The Massachusetts Supreme Judicial Court unanimously set aside the conviction for exhibiting contraceptives as a violation of Baird’s First Amendment rights but sustained the conviction for giving away the foam. In Massachusetts, fornication was a misdemeanor punishable by a $30 fine or three months in jail; distributing contraceptives was a felony punishable by five years in prison. Baird spent 36 days in Boston’s Charles Street Jail, where the conditions where so bad that a court later found them unconstitutional: “It scarred me to this day,” Baird told Rewire, “but I endured it.”
In 1965, the Supreme Court had held that Connecticut’s prohibition against the use of contraceptives was an unconstitutional infringement of the right to marital privacy. But that decision, Griswold v. Connecticut, wasn’t much help to single people or people like Baird willing to help them. In Eisenstadt v. Baird, Justice William J. Brennan, Jr. wrote, “the marital couple is not an independent entity with a mind and heart of its own, but an association of two individuals each with a separate intellectual and emotional makeup.” That is not how the law treated marriage historically. Married women were once considered the property of their husbands, rather than separate persons. In holding that prohibiting contraception only for unmarried people denied them the equal protection of the law in violation of the Fourteenth Amendment, the court recognized the individual autonomy of women. The case was important to the court’s decision in Roe v. Wade the following year.

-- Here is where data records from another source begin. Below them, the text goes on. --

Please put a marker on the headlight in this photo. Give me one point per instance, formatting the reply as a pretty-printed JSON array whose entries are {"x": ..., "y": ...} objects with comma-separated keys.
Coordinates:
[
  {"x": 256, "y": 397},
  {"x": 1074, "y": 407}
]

Baird continued to fight openly and aggressively for reproductive rights, and Eisenstadt wasn’t his last trip to the Supreme Court. But his fight came at great personal cost. Many of the women’s rights leaders of the time rejected him. His clinic was attacked. He became estranged from his wife and children, who endured threats and vilification. Today he is “eighty and going blind and broke,” as he says. Because he is blind in one eye and losing sight in the other, his second wife, Joni, reads him his email and news of the fight for reproductive and sexual equality. He said it amazes him “how the body wears out but the mind fights on.” He continues to lecture on college campuses. Of a recent talk, he said, “These kids could not believe I faced a ten-year jail term for their right to have sex protected.” He said that his granddaughter thinks he “murders babies,” but his stepsons know what he does and has done and love him for it.
Baird is as fiery and eager to talk about the struggle as ever. He continues to be dismayed by individuals who would infringe on the right of women to make their own decisions. When I spoke to him yesterday, he recited a section of Eisenstadt v. Baird from memory: “If the right of privacy means anything, it is the right of the individual, married or single, to be free from unwarranted governmental intrusion into matters so fundamentally affecting a person as the decision whether to bear or beget a child.” That right is young—and still under attack.